ろまんくらぶ「Thirteen 13ー再生ー」7
「でも、どうしてその宝石が日本にあると判明したのですか?」
「それは、詳細はその資料に書いてありますが、かいつまんで言えば、私は、代々受け継がれた家宝を探しています。それはかって父が捜していたものです。父の日記によれば、その宝石の存在を、それが鑑定に出されたことから知るようになったそうです。鑑定を依頼された会社の内部の知人から、その宝石が戦時下で奪われた品物であることが内密に伝わってきたそうです。つまり、もともとは私達のものであり、お金ではなく、それを返還して欲しいだけなのです。決して高いものではありません」
「他に、この資料にあること以外、隠していることはないでしょうね」
「、、、ないわけではありません。しかし」
「しかし?」
「今、ここで話すことが適切とも思えません。いずれ話すことになるとは思いますが、私の推測を、調査が始まる前にあなたに語るわけにはいかないのです。さらに」
「さらに?」
「私の推測が、正しいとは言えないからです。

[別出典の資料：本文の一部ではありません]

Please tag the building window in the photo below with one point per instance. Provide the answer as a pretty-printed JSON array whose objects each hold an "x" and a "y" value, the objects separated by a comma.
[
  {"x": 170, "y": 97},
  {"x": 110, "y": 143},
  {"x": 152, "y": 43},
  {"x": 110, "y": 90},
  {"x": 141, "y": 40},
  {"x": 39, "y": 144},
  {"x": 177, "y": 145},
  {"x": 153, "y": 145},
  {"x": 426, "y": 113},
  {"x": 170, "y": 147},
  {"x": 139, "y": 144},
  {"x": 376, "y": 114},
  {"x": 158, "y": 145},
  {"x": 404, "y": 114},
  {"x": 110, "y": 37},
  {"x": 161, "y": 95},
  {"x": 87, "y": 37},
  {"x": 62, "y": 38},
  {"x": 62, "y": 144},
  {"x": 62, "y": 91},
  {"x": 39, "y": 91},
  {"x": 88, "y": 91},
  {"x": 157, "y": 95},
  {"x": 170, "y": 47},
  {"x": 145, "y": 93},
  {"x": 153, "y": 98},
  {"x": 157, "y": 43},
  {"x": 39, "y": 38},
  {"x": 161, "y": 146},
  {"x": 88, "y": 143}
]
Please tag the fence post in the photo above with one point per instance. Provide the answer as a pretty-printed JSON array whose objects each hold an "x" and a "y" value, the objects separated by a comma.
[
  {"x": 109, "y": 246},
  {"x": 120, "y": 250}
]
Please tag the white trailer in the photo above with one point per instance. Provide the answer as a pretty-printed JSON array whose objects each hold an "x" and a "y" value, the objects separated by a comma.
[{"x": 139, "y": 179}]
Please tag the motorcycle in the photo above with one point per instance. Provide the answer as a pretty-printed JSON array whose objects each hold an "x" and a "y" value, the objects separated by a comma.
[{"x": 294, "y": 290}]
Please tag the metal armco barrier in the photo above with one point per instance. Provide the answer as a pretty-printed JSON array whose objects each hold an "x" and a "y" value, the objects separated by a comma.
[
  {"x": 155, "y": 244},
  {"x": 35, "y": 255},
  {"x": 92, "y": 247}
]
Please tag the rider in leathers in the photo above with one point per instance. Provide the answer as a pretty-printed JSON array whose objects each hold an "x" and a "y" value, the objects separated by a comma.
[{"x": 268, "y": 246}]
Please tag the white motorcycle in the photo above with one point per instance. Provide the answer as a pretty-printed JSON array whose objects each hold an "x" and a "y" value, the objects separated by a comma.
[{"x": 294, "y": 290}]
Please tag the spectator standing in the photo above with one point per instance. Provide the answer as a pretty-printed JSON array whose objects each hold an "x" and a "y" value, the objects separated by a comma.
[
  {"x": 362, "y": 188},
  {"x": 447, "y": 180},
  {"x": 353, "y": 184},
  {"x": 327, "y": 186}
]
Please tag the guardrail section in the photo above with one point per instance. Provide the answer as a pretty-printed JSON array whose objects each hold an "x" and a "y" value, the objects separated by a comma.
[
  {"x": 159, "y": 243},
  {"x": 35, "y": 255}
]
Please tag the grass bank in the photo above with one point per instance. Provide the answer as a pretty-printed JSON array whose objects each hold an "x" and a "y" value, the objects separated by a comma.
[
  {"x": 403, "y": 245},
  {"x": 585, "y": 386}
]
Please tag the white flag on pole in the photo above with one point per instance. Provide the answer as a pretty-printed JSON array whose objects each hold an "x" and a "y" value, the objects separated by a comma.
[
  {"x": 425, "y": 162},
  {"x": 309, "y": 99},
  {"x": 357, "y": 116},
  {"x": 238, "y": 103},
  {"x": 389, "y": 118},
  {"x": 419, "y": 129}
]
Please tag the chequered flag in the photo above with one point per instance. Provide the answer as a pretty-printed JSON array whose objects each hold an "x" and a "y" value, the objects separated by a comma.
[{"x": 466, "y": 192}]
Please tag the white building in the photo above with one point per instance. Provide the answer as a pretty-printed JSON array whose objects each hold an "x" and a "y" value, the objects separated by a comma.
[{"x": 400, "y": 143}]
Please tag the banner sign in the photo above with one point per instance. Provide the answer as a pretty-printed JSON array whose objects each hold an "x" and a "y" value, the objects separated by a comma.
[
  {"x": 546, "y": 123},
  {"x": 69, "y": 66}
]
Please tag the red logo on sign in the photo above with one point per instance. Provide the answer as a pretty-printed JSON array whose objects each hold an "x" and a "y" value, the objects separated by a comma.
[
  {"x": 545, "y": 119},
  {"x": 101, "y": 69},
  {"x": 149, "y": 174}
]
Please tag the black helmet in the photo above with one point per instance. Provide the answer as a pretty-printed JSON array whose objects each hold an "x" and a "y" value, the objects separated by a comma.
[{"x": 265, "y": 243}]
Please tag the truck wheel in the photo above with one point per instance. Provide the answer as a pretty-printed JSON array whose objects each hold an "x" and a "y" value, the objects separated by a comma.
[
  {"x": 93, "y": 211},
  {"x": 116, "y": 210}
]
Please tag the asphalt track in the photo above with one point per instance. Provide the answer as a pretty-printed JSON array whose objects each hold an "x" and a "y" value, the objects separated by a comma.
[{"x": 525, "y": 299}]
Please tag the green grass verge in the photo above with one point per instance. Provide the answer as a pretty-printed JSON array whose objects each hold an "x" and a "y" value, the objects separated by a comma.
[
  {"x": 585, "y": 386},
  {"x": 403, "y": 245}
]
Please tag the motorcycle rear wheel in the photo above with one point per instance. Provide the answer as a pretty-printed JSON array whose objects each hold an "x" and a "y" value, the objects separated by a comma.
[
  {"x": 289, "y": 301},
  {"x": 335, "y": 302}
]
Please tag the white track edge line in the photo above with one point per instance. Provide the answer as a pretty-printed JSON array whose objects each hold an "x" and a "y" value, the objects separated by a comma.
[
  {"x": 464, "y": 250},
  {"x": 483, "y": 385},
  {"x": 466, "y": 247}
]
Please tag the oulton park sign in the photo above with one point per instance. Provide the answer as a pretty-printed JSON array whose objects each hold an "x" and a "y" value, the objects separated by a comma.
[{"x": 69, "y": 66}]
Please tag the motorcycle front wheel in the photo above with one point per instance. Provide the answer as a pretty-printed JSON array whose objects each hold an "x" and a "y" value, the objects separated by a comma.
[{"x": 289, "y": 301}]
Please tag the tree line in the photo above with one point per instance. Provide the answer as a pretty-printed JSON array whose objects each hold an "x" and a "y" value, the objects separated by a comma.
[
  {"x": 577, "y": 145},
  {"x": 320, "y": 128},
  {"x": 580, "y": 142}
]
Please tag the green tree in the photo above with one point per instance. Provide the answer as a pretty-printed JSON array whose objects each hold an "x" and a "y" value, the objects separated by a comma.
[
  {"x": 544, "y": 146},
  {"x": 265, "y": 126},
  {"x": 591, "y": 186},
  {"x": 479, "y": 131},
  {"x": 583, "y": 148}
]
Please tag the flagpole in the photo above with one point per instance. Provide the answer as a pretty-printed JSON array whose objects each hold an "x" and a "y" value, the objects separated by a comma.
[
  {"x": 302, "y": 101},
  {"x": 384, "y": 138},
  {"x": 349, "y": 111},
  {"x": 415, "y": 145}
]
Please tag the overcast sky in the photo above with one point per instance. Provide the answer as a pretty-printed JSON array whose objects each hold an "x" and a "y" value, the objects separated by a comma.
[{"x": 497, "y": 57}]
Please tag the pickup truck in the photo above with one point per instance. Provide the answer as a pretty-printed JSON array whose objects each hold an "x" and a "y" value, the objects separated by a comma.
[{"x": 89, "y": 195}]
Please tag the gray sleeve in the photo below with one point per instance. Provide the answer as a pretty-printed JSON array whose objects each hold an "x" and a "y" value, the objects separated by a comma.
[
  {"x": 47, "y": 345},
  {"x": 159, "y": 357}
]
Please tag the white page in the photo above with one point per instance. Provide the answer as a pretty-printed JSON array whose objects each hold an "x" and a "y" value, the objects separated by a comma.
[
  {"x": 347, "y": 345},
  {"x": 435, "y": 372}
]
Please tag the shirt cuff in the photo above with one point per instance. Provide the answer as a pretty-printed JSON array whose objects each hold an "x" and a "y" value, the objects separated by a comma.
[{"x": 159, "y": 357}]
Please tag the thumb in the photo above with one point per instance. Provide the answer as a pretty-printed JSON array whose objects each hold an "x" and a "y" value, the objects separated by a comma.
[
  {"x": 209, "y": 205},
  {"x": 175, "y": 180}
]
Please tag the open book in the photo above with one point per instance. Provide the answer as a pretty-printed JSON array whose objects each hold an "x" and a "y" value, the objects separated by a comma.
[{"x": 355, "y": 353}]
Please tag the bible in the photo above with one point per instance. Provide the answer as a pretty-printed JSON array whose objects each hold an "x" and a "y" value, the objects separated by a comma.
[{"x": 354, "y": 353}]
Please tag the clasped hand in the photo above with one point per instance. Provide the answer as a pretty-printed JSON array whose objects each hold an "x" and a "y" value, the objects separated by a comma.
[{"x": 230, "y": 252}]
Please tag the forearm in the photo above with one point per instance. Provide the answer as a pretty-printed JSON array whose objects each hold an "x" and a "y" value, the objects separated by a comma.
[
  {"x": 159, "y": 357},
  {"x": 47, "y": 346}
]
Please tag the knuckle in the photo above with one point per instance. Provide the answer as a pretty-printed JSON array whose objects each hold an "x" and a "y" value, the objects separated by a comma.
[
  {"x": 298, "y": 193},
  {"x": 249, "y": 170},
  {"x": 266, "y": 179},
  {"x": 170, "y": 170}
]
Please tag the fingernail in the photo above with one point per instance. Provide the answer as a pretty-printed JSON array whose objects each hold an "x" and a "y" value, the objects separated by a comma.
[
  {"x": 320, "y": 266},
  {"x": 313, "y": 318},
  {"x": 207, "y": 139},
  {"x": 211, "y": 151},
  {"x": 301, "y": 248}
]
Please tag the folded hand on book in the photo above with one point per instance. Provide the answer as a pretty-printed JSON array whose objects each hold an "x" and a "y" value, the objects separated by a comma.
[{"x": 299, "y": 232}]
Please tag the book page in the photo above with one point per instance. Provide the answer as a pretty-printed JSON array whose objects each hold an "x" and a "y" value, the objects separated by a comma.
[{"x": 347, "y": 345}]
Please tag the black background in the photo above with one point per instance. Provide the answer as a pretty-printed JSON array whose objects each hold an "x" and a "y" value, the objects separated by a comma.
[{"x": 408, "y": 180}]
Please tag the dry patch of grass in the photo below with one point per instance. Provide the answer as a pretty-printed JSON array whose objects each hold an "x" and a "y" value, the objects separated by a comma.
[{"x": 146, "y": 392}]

いずれ調査が進めば、あなたがどうしても知りたくなること、あるいは裏付けが必要になることが、必ず出てくるはずだからです。もちろん、私の考えが正しければの話ですが」
「もし、間違っていたら?」
「その時は、、、少なくとも、この調査の半分は意味が無くなるのです」
「半分?」
「その半分は、、、多分」
「多分?」
「いえ、やめましょう。今は意味がないのです。もしかしたら全て私の誤りかもしれないのですから」
夫人はそこで一旦言葉を切る。
「真実は、自ずから姿を現すでしょう」
「分かりました。いずれ、、」
「それから、もちろんご存知だとは思いますが、この調査は極秘です。もしその宝石がまだあるのなら、それを捜していることが相手に分かれば、宝石が壊される危険性があるからです」
「分かりました」
「つまり、それと関連して、この事件の性質上、あなたひとりに取り敢えずお願いしたい。何も犯罪組織を相手にするわけではないので」
「それは、解っています」
戦時下での盗難は犯罪ではないのだろうか、、、ふと剛は疑問に思うものの、そのことは黙っていた。